Technical analysis shows it’s time to take profits on European equities, which have been outperforming U.S. peers recently, Oppenheimer analyst Ari Wald wrote in an April 8 note. The Euro Stoxx 50 Index last week tested the 3,500 resistance level, representing the gauge’s peak in late 2015. Wald had recommended buying into the benchmark of euro-area large caps last August in anticipation of a rally toward that level.

The Euro Stoxx 50 climbed 5.4 percent last month, its best March performance since 2010, while the Standard & Poor’s 500 Index posted no gains. While Wald says the tactical trade at the moment is to move into U.S. equities, he doesn’t see any meaningful “sell” signals on European stocks besides the market being overbought in the near term.

“Europe is coming off one of its best six-month stretches versus the S&P 500 over the last 10 years, and over this period it’s been rewarding to rotate into the U.S. after these bouts of Europe outperformance,” the analyst wrote.
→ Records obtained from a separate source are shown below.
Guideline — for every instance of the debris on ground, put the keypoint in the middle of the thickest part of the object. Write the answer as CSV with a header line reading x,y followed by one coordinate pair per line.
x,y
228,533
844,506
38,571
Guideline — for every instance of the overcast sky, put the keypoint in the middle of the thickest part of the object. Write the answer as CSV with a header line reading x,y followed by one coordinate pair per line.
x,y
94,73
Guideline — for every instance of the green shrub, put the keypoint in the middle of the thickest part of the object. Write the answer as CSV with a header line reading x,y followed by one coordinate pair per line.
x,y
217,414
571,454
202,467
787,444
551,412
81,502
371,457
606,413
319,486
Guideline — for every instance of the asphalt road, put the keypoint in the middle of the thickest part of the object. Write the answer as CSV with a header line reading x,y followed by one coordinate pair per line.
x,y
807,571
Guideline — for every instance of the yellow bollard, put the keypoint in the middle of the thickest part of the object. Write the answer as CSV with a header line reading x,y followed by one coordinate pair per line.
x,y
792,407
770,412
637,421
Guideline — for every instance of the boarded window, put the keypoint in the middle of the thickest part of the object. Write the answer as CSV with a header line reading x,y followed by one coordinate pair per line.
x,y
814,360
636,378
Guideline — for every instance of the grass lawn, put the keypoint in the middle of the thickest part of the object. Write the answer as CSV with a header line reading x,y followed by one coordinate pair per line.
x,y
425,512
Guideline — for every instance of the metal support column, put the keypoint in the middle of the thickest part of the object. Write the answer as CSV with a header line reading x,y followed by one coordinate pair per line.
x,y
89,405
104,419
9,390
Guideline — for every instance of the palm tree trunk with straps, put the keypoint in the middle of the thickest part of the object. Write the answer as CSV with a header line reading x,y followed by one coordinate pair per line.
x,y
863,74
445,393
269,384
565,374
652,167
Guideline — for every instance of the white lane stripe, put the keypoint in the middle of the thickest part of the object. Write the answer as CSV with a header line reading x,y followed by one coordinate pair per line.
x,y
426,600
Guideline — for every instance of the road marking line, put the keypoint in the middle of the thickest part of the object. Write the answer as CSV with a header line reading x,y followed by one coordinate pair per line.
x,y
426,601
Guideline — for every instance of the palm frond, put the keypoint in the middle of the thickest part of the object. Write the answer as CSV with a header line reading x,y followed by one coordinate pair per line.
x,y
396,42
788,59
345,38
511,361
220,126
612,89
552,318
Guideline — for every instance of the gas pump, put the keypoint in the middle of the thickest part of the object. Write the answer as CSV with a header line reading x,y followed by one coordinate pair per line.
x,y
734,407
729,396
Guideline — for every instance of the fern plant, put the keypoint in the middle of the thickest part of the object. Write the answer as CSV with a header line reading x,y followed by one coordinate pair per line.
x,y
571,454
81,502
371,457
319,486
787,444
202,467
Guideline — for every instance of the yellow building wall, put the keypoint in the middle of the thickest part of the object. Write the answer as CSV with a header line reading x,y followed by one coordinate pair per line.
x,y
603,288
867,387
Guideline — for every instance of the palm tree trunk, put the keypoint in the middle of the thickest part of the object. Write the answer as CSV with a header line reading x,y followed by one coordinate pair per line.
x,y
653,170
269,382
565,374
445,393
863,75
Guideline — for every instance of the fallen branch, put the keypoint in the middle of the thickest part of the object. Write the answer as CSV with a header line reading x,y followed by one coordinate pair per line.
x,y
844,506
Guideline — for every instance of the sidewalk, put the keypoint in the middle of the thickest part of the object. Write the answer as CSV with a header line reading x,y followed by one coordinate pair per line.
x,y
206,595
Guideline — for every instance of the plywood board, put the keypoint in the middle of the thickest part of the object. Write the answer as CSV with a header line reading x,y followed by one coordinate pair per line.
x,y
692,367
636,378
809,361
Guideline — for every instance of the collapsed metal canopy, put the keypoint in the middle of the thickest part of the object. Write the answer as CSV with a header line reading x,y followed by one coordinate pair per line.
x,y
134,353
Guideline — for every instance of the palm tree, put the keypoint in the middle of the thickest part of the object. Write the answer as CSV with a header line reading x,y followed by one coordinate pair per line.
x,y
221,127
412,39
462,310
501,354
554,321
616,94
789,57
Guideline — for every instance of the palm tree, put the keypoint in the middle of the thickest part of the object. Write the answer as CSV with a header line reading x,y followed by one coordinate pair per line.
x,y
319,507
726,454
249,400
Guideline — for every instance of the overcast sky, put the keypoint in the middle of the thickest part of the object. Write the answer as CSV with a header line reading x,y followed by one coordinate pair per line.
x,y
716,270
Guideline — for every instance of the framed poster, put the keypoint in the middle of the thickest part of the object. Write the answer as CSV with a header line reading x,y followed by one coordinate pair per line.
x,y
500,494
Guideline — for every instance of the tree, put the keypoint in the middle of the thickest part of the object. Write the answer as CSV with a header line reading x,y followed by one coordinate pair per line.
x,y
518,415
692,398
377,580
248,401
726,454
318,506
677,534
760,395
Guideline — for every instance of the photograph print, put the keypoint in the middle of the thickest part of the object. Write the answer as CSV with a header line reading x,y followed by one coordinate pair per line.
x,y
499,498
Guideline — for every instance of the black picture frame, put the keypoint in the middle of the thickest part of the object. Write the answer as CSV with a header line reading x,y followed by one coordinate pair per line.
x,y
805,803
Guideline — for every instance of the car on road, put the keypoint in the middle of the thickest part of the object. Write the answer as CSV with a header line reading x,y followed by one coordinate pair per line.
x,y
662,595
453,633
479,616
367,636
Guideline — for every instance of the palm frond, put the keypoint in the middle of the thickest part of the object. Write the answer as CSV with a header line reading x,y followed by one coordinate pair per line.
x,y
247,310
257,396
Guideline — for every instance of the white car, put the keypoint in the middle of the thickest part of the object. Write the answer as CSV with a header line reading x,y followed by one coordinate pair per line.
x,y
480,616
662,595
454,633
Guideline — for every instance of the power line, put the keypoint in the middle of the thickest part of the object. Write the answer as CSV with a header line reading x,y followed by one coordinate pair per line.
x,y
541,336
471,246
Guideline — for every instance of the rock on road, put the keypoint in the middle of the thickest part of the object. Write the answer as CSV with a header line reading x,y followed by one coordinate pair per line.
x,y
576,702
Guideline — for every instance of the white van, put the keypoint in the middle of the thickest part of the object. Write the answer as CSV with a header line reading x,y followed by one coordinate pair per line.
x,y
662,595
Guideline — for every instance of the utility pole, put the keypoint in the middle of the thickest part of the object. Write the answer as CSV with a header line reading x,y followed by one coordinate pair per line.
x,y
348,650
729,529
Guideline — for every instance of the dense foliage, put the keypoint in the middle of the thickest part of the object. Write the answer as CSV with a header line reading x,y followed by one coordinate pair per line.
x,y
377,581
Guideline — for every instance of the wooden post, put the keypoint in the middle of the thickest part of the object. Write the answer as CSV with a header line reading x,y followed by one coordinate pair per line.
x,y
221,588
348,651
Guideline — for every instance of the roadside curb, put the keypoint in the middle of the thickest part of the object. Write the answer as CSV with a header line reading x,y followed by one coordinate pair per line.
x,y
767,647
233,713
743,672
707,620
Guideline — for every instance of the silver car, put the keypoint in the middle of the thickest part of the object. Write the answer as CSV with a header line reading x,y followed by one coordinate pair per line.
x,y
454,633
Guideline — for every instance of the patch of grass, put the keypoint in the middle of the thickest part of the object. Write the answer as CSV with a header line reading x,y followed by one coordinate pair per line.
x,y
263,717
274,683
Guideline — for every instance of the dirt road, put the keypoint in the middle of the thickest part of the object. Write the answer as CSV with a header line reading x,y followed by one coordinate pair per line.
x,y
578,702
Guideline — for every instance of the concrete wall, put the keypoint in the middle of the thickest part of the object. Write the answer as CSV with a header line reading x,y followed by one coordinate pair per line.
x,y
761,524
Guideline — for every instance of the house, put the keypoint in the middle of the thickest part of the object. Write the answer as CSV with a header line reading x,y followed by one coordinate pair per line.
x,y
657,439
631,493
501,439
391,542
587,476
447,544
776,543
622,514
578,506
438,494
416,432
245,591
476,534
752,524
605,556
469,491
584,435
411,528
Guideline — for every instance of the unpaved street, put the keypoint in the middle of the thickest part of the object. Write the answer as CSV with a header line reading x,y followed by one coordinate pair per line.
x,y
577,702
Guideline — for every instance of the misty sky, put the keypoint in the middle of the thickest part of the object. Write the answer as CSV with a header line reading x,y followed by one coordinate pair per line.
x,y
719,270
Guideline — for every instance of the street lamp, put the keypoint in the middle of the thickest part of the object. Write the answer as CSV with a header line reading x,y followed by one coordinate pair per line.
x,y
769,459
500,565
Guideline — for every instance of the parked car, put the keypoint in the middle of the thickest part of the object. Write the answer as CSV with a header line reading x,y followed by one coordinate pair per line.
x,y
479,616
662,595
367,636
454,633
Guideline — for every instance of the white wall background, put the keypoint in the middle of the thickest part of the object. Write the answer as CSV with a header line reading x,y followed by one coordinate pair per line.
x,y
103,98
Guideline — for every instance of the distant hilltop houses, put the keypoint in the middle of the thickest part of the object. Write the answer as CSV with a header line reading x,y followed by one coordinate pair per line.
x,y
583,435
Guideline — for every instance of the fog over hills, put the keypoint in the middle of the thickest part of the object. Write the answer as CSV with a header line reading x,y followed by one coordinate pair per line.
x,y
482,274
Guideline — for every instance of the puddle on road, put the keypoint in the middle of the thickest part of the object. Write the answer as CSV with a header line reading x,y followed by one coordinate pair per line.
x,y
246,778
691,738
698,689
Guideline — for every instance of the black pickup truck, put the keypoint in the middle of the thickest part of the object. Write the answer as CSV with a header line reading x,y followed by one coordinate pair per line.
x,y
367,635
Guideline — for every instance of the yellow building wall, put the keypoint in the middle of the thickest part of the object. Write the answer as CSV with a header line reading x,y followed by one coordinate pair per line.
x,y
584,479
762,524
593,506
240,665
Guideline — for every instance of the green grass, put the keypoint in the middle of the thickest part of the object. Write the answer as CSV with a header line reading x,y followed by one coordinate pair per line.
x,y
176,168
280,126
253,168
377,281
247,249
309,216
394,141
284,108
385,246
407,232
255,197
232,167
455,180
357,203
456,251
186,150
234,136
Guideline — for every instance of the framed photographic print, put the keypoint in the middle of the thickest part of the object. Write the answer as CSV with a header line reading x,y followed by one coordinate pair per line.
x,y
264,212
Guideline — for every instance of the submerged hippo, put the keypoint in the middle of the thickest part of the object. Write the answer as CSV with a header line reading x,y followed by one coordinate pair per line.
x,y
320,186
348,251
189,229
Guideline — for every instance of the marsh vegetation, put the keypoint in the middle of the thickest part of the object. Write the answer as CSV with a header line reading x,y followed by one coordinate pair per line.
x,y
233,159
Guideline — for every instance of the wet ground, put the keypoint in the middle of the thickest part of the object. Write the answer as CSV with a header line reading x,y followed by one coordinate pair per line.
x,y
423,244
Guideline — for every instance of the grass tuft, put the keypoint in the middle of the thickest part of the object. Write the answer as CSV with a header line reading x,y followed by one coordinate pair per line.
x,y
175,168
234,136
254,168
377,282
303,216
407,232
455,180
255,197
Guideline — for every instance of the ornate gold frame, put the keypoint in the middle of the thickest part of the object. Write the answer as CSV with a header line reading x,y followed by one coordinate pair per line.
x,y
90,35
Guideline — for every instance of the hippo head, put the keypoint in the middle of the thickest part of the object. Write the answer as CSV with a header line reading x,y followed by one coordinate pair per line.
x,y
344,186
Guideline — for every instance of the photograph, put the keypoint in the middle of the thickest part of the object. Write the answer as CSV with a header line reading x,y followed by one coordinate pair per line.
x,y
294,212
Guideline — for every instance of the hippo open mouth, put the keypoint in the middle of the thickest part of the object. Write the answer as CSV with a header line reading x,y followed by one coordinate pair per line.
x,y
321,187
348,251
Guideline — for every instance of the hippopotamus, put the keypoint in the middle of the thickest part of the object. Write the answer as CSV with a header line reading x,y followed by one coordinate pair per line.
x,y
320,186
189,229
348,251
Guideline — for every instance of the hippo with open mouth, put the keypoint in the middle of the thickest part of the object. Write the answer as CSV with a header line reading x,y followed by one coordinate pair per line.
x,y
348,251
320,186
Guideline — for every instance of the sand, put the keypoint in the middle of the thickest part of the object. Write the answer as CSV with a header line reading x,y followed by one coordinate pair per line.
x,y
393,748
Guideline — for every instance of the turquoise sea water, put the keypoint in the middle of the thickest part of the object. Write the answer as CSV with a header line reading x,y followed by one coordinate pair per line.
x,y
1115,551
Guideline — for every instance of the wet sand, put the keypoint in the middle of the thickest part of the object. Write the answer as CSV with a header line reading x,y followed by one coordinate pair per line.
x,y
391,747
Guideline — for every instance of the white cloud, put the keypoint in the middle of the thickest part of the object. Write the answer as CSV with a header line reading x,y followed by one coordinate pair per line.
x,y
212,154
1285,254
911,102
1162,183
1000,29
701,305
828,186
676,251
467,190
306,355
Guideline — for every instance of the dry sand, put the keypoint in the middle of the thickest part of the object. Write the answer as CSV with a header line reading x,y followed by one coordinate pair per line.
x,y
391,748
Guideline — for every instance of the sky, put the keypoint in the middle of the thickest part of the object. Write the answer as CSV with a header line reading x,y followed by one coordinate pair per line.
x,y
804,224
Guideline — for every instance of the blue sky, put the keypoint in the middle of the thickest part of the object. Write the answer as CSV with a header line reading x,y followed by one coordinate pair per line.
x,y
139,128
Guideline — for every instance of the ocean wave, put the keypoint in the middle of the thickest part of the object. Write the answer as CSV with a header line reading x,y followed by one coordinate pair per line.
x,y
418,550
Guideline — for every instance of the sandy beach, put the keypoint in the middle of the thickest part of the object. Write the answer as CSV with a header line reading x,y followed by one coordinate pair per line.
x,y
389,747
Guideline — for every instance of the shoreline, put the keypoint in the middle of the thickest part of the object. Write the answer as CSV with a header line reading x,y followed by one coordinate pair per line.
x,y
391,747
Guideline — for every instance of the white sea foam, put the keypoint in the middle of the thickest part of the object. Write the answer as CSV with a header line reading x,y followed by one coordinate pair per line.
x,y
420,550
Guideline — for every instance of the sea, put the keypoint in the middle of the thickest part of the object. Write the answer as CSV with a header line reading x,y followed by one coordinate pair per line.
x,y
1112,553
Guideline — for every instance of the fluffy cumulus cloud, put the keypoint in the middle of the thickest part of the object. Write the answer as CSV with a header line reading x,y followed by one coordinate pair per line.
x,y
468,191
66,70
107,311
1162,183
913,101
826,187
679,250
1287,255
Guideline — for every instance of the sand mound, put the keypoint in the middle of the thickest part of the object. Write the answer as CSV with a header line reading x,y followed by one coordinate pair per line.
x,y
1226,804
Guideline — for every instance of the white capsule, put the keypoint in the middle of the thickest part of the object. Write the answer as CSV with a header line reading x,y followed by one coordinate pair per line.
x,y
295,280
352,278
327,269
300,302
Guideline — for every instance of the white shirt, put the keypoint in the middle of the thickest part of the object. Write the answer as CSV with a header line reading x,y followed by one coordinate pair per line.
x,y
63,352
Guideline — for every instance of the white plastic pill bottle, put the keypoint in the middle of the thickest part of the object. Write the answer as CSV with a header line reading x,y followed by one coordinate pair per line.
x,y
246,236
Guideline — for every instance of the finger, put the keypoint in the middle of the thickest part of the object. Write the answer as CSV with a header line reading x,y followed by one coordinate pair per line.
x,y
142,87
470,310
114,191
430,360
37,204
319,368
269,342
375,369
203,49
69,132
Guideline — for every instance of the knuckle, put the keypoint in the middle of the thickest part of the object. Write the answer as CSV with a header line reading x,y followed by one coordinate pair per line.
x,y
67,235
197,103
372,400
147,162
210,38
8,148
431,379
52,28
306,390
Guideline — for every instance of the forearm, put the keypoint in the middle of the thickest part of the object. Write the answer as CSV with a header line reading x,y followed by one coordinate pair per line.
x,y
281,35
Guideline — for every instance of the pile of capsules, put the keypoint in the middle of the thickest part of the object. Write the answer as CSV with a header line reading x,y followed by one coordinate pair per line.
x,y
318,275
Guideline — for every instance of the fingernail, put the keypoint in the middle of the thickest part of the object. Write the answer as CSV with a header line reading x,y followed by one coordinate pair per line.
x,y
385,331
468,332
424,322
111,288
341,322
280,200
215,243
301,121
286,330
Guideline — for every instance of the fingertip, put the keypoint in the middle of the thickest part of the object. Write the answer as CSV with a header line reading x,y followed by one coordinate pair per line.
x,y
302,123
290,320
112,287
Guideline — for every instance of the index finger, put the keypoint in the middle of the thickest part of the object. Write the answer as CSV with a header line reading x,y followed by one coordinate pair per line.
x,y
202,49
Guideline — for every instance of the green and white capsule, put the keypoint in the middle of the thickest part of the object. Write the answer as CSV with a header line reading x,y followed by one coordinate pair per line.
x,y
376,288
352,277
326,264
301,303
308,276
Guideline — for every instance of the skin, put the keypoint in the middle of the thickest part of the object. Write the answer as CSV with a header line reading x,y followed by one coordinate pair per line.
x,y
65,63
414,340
Since early October, the Euro Stoxx 50 has gained about 15 percent, outpacing a rise of 9 percent in the S&P 500.

Wald’s recommendation contrasts with the stream of bullish calls on European stocks in recent weeks from strategists at banks including Deutsche Bank AG and Morgan Stanley, citing an earnings revival and improving economy.

Investors have also been piling into the consensus trade -- European equity funds last week had a second straight week of inflows, while U.S. funds saw the biggest redemptions in 82 weeks, according to a Bank of America Merrill Lynch report citing EPFR Global data.